Wednesday, October 22, 2008

Will the Greens never learn?

A prominent feature of recent Australian politics has been the growing influence of the Green party in inner city electorates. Particularly in state elections where tired and unpopular Labor governments are opposed by state Liberal parties that, particularly in NSW, are a shambles populated by the barking mad.

At the weekend the Greens got the balance of power in the ACT.

Why is the Green party not doing better in inner city electorates in New Zealand?

Because they continually display the political nous that led them to declare prior to the election that they would not support the National party in Government. This despite the fact that an exactly similar declaration saw them kept out of the Cabinet after the last election. Russel Norman sometimes seems to understand the issue.

"Labour taught us a good lesson: you can't trust Labour to do anything except look after themselves, and I think National's the same. So you have to be tough."


Then they go and walk into the same old trap a second time. Twice seems like carelessness.

The Greens desperately need electorate seats so that they don't continue to rely on the 5% margin to get them into Parliament. These seats could well be one of the three with "Central" after its name but the Greens would have to break some eggs to get them.

However they persist in 'campaigning for the party vote' at least in Christchurch Central (where my parents live) and Auckland Central (where I have to decide who to vote for). I couldn't name the Green candidate in either electorate.

In both seats if they stood a warm body with a good list place and a long term committment to the electorate and campaigned agressively for the electorate vote they would attract significant support. This could damage relations with Labour in the short term, but as I have noted the Greens should have punished Labour for last election's shenanigans and this seems to be one way they could have made the point. Better still with effective challengers from National standing in both seats it might possibly have had the effect of giving the seats to the Nats.

This would be ideal for the Greens since these seats will never be safe for the right of politics and a warm Green body with the advantage of list incumbency and growing urban support would maximize the possibility of eventually winning the seat.

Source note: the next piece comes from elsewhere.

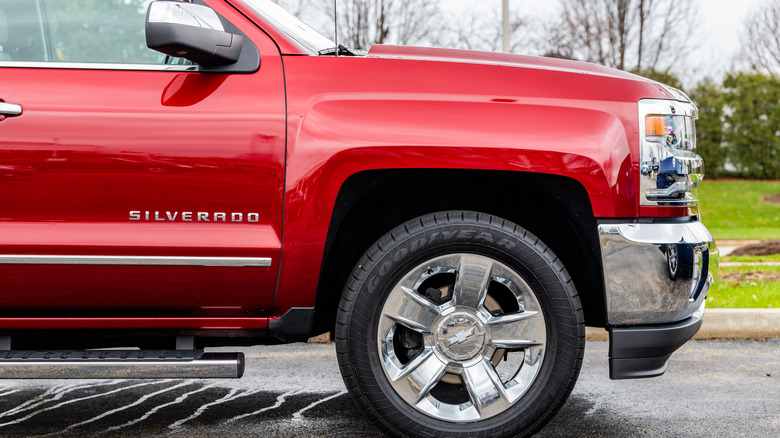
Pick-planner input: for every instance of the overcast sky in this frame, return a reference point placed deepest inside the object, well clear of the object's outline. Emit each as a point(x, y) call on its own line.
point(719, 35)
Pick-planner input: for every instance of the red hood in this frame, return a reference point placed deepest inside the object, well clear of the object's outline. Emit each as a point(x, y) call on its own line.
point(508, 59)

I can't resist pointing out that this was a particularly good year to initiate this strategy in Christchurch Central. The popular Labour MP has retired and Labour has seen fit to nominate in his place a spin doctor who has never previously lived in the city. I can assure you that Christchurch people very much dislike having to vote for these Labour carpet-baggers. (I was naive enough to believe that MMP had put a stop to the practice.) Moreover in last year's local body elections Green candidates unseated several Labour incumbents representing central parts of Christchurch on the regional council. They did this by running against Labour-led council and Government support for an enormous irrigation project on the Canterbury plains. This shows that local environmental issues could be big winners for the Greens, and the issue could have been revived for the general election by an enthusiastic campaigner.

The Green party of New Zealand is asleep at the wheel.

Just as well the anti-science Greens are one of my least favourite parties in the New Zealand Parliament. A genuinely Green, genuinely political, Green party would however be an asset.

1 comment:

Kotare said...

Interesting post, Andrew.

I think that the Greens need to make a genuine effort to connect with ordinary New Zealanders. They have a good story, but it needs to be pitched in a way that connects with the interests of ordinary folk. And they need to work together and stay "on message" - no more friggin' Morris dancers.

Unfortunately, the current crop of Green MPs lack commonsense and the ability to relate to real people. In effect, they are one-man, or one-woman, bands, each off on their own peculiar hobby horses.